IORA pernah dirundung keheningan yang lebih bising daripada ini sekali waktu. Dulu, setidaknya sudah dulu sekali. Dia tidak dapat mengingatnya, kecuali sekarang, tatkala dia sedang mengendap-endap sepanjang lorong Kuil Chalya yang penat oleh aroma dupa, kemenyan, dan beragam rempah. Jubah putihnya—pertanda keanggotaan Arwa nan jatmika—menyapu debu pada lantai-lantai batu kelabu yang Iora susuri.

Penaka sokongan, pelataran kuil di puncak malam senantiasa senyap. Takkan ada Pandita Luhur yang memergoki, pula takkan ada Arwa-Arwa lain yang menginterupsi. Kuil Chalya miliknya semata, untuk sementara, selagi lentera redup pada genggaman tangan menuntun Iora untuk mencapai persinggahan.

Sesampainya di pintu batu pada ujung lorong, Iora pun berhenti. Sejenak, demi memungut gelang perunggu dari balik jubah lalu memilih salah satu anak kunci yang tergantung di sana. Lekas dia masuk, masih tanpa suara, yakin sepenuhnya bahwa malam ini—seperti malam-malam pendahulu—bisa mewujud malam kemenangannya.

Langkah perempuan itu mulai gegas. Menuju bagian ujung perpustakaan kosong tersebut, kakinya lantas berjinjit tinggi-tinggi, menganju untuk mencapai tumpukan buku di rak yang sudah dia kenali secara faali.

Inilah saatnya. Usai ratusan kali mengkaji dan ribuan kali berasumsi, barangkali sekarang adalah waktunya.

Melirik sekilas ke jendela, Iora lega sebab rembulan masih bundar paripurna di langit gulita. Siapa pun yang berwawasan pasti paham, bila purnama tengah berjaya, Anasir-Anasir akan kelimpahan daya.

Termasuk dirinya sendiri.

Tanpa ragu, Iora lekas membuka buku yang dia pungut, secara tergesa menuju lembar yang sudah dia tandai sejak berpuluh-puluh purnama sebelumnya. Kitab Agung nan luhung boleh jadi hanyalah salinan tunggal dari riwayat asli, tetapi tafsir-tafsirnya melanglang buana pada salah satu buku yang kini dia pegang.

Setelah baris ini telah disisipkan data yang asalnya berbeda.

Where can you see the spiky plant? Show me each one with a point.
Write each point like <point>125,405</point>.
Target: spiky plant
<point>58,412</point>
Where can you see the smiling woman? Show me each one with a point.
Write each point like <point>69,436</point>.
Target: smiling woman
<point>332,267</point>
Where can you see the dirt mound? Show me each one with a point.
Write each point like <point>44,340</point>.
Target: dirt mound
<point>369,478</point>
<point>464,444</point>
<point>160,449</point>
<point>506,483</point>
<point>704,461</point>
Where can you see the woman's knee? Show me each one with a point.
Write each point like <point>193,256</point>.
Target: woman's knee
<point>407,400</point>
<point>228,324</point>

Di sana, di lembar sasarannya, mantera itu masih tertera oleh tinta-tinta yang pudar. Jalan menuju pelepasan. Pembebasan.

Iora menarik napas.

Dia baca mantera yang telah diterjemahkan dari salah satu bahasa purbakala Dikara. Lima baris, enam puluh enam kata, tanpa rehat. Perlahan, dengan sarat keyakinan. Berkomat-kamit, tanpa ragu sekelumit. Lantas dia berhenti begitu mencapai penghujung mantera, menunggu, memandang purnama, sebelum ganti mengamati tangannya yang senantiasa pucat tanpa rona barang semburat.

Tidak mempan.

Iora pun mengulang. Kali ini lebih jelas, lebih keras, dan lebih memelas. Namun alih-alih Pelepasan, bahkan sebelum Iora berhasil mencapai akhir mantera untuk kedua kali, tenggorokannya menyesak seolah tercekik oleh tangan-tangan gaib. Suaranya terpekik sengit. Kesunyian yang semula merambati sekitarnya berganti menjadi gaung-gaung yang menusuk pendengaran perempuan itu.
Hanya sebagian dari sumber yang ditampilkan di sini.